Commercial Bank Risk Management: Practices and Challenges in Central Asia — A Case Study of Kazakhstan
Abstract
Against the backdrop of accelerating global change and mounting economic uncertainty, financial stability has emerged as a fundamental prerequisite for sustainable economic development. As the core component of the financial system, commercial banks’ risk management capabilities directly determine the stability and sound operation of the entire financial system. The 2008 global financial crisis exposed numerous deficiencies in risk management practices within the international banking industry, prompting the Basel Committee on Banking Supervision to formulate Basel III. This framework aims to enhance the quality of bank capital, introduce liquidity regulatory standards, and strengthen the macroprudential regulatory architecture.
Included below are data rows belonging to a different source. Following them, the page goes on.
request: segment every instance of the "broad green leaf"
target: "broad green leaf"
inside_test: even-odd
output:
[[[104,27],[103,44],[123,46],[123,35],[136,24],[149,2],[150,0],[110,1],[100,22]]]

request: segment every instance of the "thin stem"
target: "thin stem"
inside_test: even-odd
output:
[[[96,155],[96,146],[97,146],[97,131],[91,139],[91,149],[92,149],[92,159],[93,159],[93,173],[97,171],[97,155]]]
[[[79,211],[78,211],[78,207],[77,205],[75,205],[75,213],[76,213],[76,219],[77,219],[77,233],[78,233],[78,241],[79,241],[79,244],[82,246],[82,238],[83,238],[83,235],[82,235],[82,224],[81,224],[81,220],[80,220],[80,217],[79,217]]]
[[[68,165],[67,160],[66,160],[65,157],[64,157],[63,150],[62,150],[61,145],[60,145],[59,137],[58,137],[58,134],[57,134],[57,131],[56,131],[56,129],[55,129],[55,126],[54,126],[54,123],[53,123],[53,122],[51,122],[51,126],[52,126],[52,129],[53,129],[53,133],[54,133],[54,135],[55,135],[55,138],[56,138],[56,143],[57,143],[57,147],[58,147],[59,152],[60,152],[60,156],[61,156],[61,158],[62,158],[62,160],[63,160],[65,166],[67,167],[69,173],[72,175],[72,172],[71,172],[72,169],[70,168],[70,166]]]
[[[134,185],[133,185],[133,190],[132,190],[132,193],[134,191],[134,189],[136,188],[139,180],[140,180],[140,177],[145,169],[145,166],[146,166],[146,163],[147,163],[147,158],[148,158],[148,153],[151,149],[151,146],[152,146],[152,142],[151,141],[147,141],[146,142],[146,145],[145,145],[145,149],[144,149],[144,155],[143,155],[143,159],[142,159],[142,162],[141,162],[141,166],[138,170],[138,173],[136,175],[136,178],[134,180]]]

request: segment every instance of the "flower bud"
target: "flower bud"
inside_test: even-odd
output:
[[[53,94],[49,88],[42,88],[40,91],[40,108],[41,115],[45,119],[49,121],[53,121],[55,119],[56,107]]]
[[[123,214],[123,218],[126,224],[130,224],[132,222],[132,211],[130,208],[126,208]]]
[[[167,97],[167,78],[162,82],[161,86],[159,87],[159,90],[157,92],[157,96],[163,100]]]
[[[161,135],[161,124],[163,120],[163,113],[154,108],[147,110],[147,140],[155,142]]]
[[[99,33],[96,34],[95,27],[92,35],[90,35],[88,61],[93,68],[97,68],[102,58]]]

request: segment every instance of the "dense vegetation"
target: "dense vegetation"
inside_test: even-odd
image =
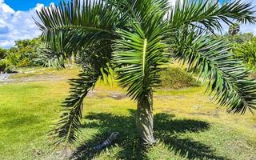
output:
[[[64,67],[65,60],[74,57],[83,69],[70,82],[70,95],[51,133],[56,144],[74,144],[78,138],[84,98],[113,70],[127,95],[138,102],[141,140],[154,144],[153,93],[171,57],[187,64],[188,70],[198,70],[198,79],[230,113],[256,110],[256,81],[249,80],[244,66],[230,58],[235,55],[229,42],[213,38],[214,30],[222,29],[220,21],[232,25],[231,35],[239,32],[239,26],[230,19],[255,23],[250,3],[186,0],[171,7],[167,0],[74,0],[43,7],[38,15],[37,25],[47,44],[46,58]]]
[[[14,46],[0,49],[0,71],[12,72],[16,68],[40,66],[38,60],[42,42],[39,38],[15,42]]]

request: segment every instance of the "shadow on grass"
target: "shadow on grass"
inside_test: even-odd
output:
[[[130,110],[130,116],[120,116],[111,114],[91,113],[86,117],[90,122],[84,128],[97,128],[98,134],[77,148],[73,154],[74,159],[93,159],[102,152],[94,150],[92,147],[104,142],[112,132],[119,132],[116,144],[122,150],[118,150],[116,159],[150,159],[146,156],[148,150],[142,145],[135,126],[135,110]],[[178,120],[174,115],[158,114],[154,116],[154,136],[170,150],[176,154],[189,159],[226,159],[215,155],[210,146],[189,138],[181,138],[177,134],[186,132],[198,132],[206,130],[210,125],[205,122],[196,120]],[[112,146],[114,147],[114,146]]]

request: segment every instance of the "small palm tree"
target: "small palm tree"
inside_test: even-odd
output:
[[[230,58],[230,45],[213,38],[214,31],[222,29],[220,21],[254,23],[250,4],[203,0],[175,4],[170,6],[168,0],[73,0],[38,13],[47,64],[64,67],[74,56],[82,68],[79,78],[71,80],[71,94],[53,130],[57,142],[77,139],[84,98],[97,81],[114,70],[119,84],[138,102],[141,138],[146,144],[154,143],[154,88],[159,86],[159,72],[170,58],[199,70],[202,83],[229,112],[256,109],[255,82],[246,79],[248,72],[241,62]]]

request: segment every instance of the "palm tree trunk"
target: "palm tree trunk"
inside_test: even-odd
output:
[[[153,136],[153,93],[138,101],[136,125],[142,140],[146,145],[155,143]]]

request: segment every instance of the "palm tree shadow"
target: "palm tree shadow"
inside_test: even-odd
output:
[[[113,132],[119,132],[115,144],[122,150],[118,151],[117,159],[150,159],[146,156],[149,149],[142,146],[136,132],[135,110],[130,110],[130,116],[114,115],[111,114],[90,113],[86,117],[88,122],[84,128],[97,128],[98,132],[90,139],[77,148],[71,158],[93,159],[100,154],[107,151],[107,148],[95,150],[92,148],[102,142]],[[215,155],[210,146],[190,138],[181,138],[177,134],[206,130],[210,125],[196,120],[178,120],[174,115],[158,114],[154,116],[154,135],[170,150],[189,159],[226,159]],[[114,146],[110,146],[114,147]],[[147,147],[149,148],[149,147]]]

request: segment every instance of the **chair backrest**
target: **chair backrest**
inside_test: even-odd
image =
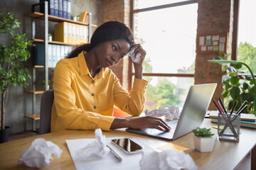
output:
[[[42,95],[40,108],[40,135],[50,132],[50,117],[53,98],[53,89],[46,91]]]

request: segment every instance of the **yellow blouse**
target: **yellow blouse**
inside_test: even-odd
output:
[[[143,110],[146,81],[134,79],[129,94],[108,68],[94,78],[89,73],[83,52],[60,60],[53,76],[54,101],[50,130],[63,129],[110,130],[114,105],[132,115]]]

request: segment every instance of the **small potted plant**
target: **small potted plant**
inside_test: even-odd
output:
[[[213,148],[216,135],[212,134],[210,129],[197,128],[193,130],[193,142],[196,150],[201,152],[211,152]]]
[[[48,41],[52,41],[52,40],[53,40],[53,35],[48,33]]]

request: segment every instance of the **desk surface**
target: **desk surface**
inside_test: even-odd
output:
[[[210,119],[205,119],[202,127],[208,128],[215,125],[216,124],[210,123]],[[233,169],[252,150],[253,159],[255,157],[256,130],[248,128],[241,129],[242,132],[239,142],[216,140],[213,151],[211,152],[201,153],[195,149],[192,132],[171,142],[189,148],[185,152],[192,157],[198,169]],[[212,132],[217,133],[217,130],[212,128]],[[127,132],[124,129],[103,132],[103,135],[107,137],[139,137],[145,141],[146,140],[146,143],[150,144],[151,147],[152,143],[153,145],[155,143],[156,146],[157,142],[160,142],[161,140],[166,142],[166,140],[156,140],[149,137]],[[26,166],[18,164],[18,159],[23,150],[28,147],[31,142],[38,137],[43,137],[46,140],[53,142],[63,151],[60,159],[53,154],[53,159],[48,166],[42,169],[75,169],[75,165],[65,140],[95,138],[95,133],[94,130],[63,130],[0,144],[0,169],[28,169]],[[254,165],[252,166],[255,166],[255,162],[253,164]]]

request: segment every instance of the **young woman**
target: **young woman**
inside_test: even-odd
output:
[[[117,64],[134,48],[135,55],[141,54],[141,57],[138,62],[133,63],[135,78],[129,94],[108,67]],[[147,84],[142,80],[145,55],[146,52],[139,44],[134,44],[132,33],[124,23],[110,21],[98,27],[90,44],[78,46],[56,64],[51,131],[97,128],[107,131],[121,128],[169,130],[161,118],[112,116],[114,105],[132,115],[142,113]]]

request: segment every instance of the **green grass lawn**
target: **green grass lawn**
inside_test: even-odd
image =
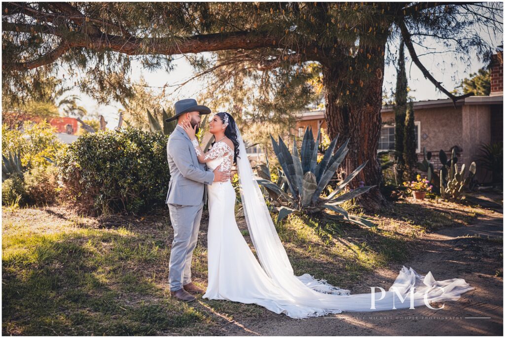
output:
[[[405,261],[423,232],[467,223],[475,210],[399,203],[374,217],[372,228],[294,215],[276,227],[297,275],[357,292],[368,287],[364,275]],[[194,281],[204,288],[208,217],[204,212],[192,264]],[[237,220],[252,247],[243,219]],[[87,217],[63,206],[4,207],[3,224],[4,334],[222,334],[223,323],[282,316],[254,305],[170,298],[168,209]]]

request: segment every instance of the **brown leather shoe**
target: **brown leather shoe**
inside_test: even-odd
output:
[[[193,283],[189,283],[186,285],[183,285],[182,287],[184,288],[185,290],[192,294],[200,294],[205,293],[205,290],[198,288]]]
[[[177,291],[170,291],[170,296],[183,302],[192,302],[196,299],[194,296],[188,294],[184,289],[180,289]]]

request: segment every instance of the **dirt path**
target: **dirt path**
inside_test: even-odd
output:
[[[503,266],[502,209],[491,215],[481,215],[478,219],[469,227],[444,228],[425,235],[423,251],[404,264],[422,274],[431,271],[439,280],[463,278],[475,288],[459,301],[446,302],[443,309],[422,307],[302,320],[272,314],[269,318],[226,324],[222,327],[224,334],[501,336],[503,278],[495,274]],[[391,285],[401,265],[391,267],[377,271],[352,293],[369,292],[371,285],[385,288]]]

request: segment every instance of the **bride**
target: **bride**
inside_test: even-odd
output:
[[[357,295],[308,273],[295,275],[233,118],[227,112],[218,112],[209,126],[216,142],[206,153],[195,136],[195,129],[187,123],[183,128],[199,161],[207,163],[208,170],[219,166],[218,170],[228,171],[236,163],[244,214],[260,262],[237,226],[231,182],[207,186],[209,283],[203,298],[257,304],[276,313],[303,318],[342,311],[431,307],[431,302],[457,300],[461,294],[474,289],[463,279],[437,281],[431,272],[424,276],[405,266],[388,291],[371,288],[370,293]]]

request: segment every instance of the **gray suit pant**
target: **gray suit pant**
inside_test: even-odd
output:
[[[168,203],[174,228],[174,241],[170,251],[169,285],[171,291],[182,289],[190,283],[191,262],[196,246],[204,203],[179,205]]]

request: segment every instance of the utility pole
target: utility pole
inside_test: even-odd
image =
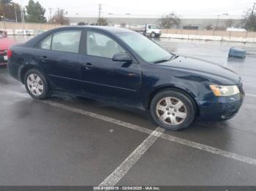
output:
[[[22,6],[20,6],[20,16],[21,16],[21,22],[23,23],[23,29],[24,29],[25,28],[24,9]]]
[[[49,23],[50,23],[50,24],[51,24],[51,12],[52,12],[52,11],[53,11],[53,8],[50,7],[50,8],[49,8],[49,10],[50,10]]]
[[[102,4],[99,4],[99,18],[100,18],[100,14],[101,14],[101,12],[102,12]]]
[[[253,7],[252,7],[252,16],[253,16],[253,15],[255,14],[255,5],[256,5],[256,2],[253,3]]]
[[[16,23],[18,23],[18,19],[17,19],[17,10],[16,10],[16,4],[13,3],[14,4],[14,10],[15,12],[15,19],[16,19]]]
[[[7,29],[6,23],[5,23],[5,14],[4,12],[4,29]]]

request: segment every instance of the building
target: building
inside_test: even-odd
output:
[[[76,25],[80,22],[84,22],[87,24],[95,23],[97,17],[86,17],[79,15],[69,16],[71,25]],[[146,23],[159,24],[159,19],[156,17],[105,17],[110,26],[120,26],[125,24],[132,27],[141,27]],[[179,28],[183,26],[197,26],[198,29],[203,30],[206,27],[216,27],[218,23],[218,28],[227,28],[229,27],[241,28],[243,27],[244,20],[241,18],[181,18],[181,24]]]

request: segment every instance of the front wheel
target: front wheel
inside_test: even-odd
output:
[[[195,109],[190,98],[184,93],[164,90],[157,94],[151,104],[154,120],[168,130],[188,128],[195,119]]]
[[[151,38],[156,37],[156,34],[155,33],[151,33]]]
[[[43,74],[37,69],[29,70],[24,78],[26,89],[35,99],[45,99],[49,95],[49,87]]]

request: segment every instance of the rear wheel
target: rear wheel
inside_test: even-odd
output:
[[[30,69],[24,78],[26,88],[35,99],[45,99],[49,94],[49,87],[43,74],[37,69]]]
[[[164,90],[157,94],[150,109],[154,121],[169,130],[188,128],[195,119],[195,109],[190,98],[173,90]]]

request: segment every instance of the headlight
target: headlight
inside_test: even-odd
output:
[[[211,85],[210,87],[216,96],[230,96],[240,93],[236,85]]]

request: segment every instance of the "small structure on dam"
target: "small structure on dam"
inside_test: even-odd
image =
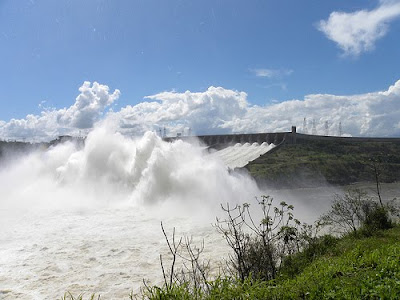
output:
[[[165,137],[164,140],[172,142],[176,139],[189,140],[192,136]],[[221,135],[199,135],[195,138],[202,141],[205,145],[214,149],[222,149],[237,143],[267,143],[280,145],[283,143],[296,143],[296,126],[292,126],[292,131],[271,132],[271,133],[244,133],[244,134],[221,134]]]

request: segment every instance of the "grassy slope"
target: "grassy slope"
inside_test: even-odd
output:
[[[371,159],[380,161],[382,182],[400,180],[400,143],[309,141],[284,145],[246,168],[261,184],[304,186],[373,181]]]
[[[150,299],[398,299],[399,237],[399,226],[369,238],[347,236],[294,276],[255,283],[219,279],[209,295],[174,287],[157,289]]]

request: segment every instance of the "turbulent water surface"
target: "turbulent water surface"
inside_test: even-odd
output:
[[[270,148],[236,145],[210,155],[153,133],[132,140],[98,128],[83,149],[64,143],[3,160],[0,299],[57,299],[66,291],[121,299],[143,279],[160,283],[159,255],[168,258],[161,221],[170,235],[176,227],[195,244],[204,239],[204,258],[218,267],[229,251],[211,226],[221,203],[272,194],[312,222],[336,189],[260,191],[228,171],[226,163]]]

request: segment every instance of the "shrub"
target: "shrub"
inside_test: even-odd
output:
[[[312,230],[300,226],[292,214],[293,206],[281,202],[273,207],[273,198],[256,198],[261,209],[261,220],[255,221],[250,213],[250,204],[229,204],[222,209],[227,218],[217,218],[215,227],[221,232],[233,250],[228,268],[241,281],[248,277],[260,280],[274,279],[283,259],[297,253],[310,240]]]
[[[344,195],[334,195],[331,210],[320,218],[320,223],[340,233],[371,235],[377,230],[393,227],[393,203],[374,201],[361,189],[349,189]]]

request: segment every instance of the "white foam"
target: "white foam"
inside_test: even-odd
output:
[[[274,147],[274,144],[268,145],[266,142],[261,145],[258,143],[235,144],[212,153],[212,156],[221,159],[230,169],[242,168]]]
[[[65,143],[21,157],[0,170],[0,185],[2,299],[127,298],[143,278],[161,280],[161,220],[169,232],[204,237],[205,258],[220,261],[228,251],[210,226],[220,204],[260,194],[199,146],[106,127],[84,148]]]

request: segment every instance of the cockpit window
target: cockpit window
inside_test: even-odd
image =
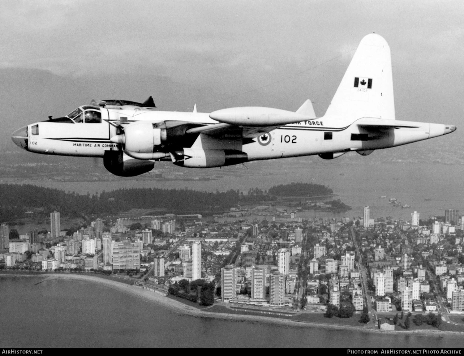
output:
[[[87,110],[84,113],[86,123],[93,123],[102,122],[102,113],[95,110]]]
[[[78,115],[77,115],[72,119],[75,123],[83,123],[84,122],[84,113],[81,111]]]
[[[82,107],[83,110],[87,110],[88,109],[94,109],[96,110],[100,111],[100,107],[95,105],[85,105]]]
[[[66,116],[70,119],[74,119],[74,117],[78,116],[82,112],[82,110],[81,110],[80,108],[77,108],[72,112],[68,114]],[[76,120],[75,120],[74,121],[75,121]]]
[[[39,135],[39,125],[34,125],[31,127],[31,133],[32,135]]]

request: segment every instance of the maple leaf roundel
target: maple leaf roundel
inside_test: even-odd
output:
[[[271,134],[266,132],[258,136],[258,143],[261,146],[267,146],[271,141]]]

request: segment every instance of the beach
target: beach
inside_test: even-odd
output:
[[[92,276],[82,274],[74,273],[54,273],[26,275],[22,274],[1,274],[0,276],[6,277],[27,278],[34,277],[40,278],[42,280],[39,283],[53,279],[64,279],[84,281],[86,283],[95,283],[112,289],[122,292],[132,297],[143,300],[148,303],[156,304],[163,308],[167,308],[171,311],[182,316],[189,316],[194,317],[214,318],[220,320],[236,322],[248,322],[252,323],[259,323],[281,325],[287,327],[296,328],[317,328],[322,329],[331,329],[333,330],[359,330],[364,332],[380,333],[381,334],[414,334],[415,335],[438,336],[446,335],[462,336],[464,332],[457,331],[443,331],[440,330],[419,330],[400,331],[380,331],[376,326],[360,326],[343,325],[336,324],[325,324],[311,322],[309,321],[296,321],[286,319],[277,317],[269,317],[256,315],[245,315],[243,314],[226,314],[206,311],[205,310],[198,309],[184,304],[180,301],[168,298],[158,293],[144,289],[142,287],[136,286],[124,283],[100,278],[97,276]]]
Central Asia occupies a pivotal position in the Belt and Road Initiative, and the stability and development of its financial markets carry substantial significance for regional economic cooperation. As the largest economy in Central Asia, Kazakhstan’s banking sector risk management practices exert an important demonstrative effect on neighboring countries. According to statistics from the National Bank of Kazakhstan, as of early 2025, the country was home to 22 commercial banks with total banking assets of approximately USD 57.6 billion, accounting for more than 60% of GDP. Therefore, an investigation into risk management practices among commercial banks in Kazakhstan carries important theoretical and practical implications for understanding financial stability in Central Asia and advancing regional economic cooperation.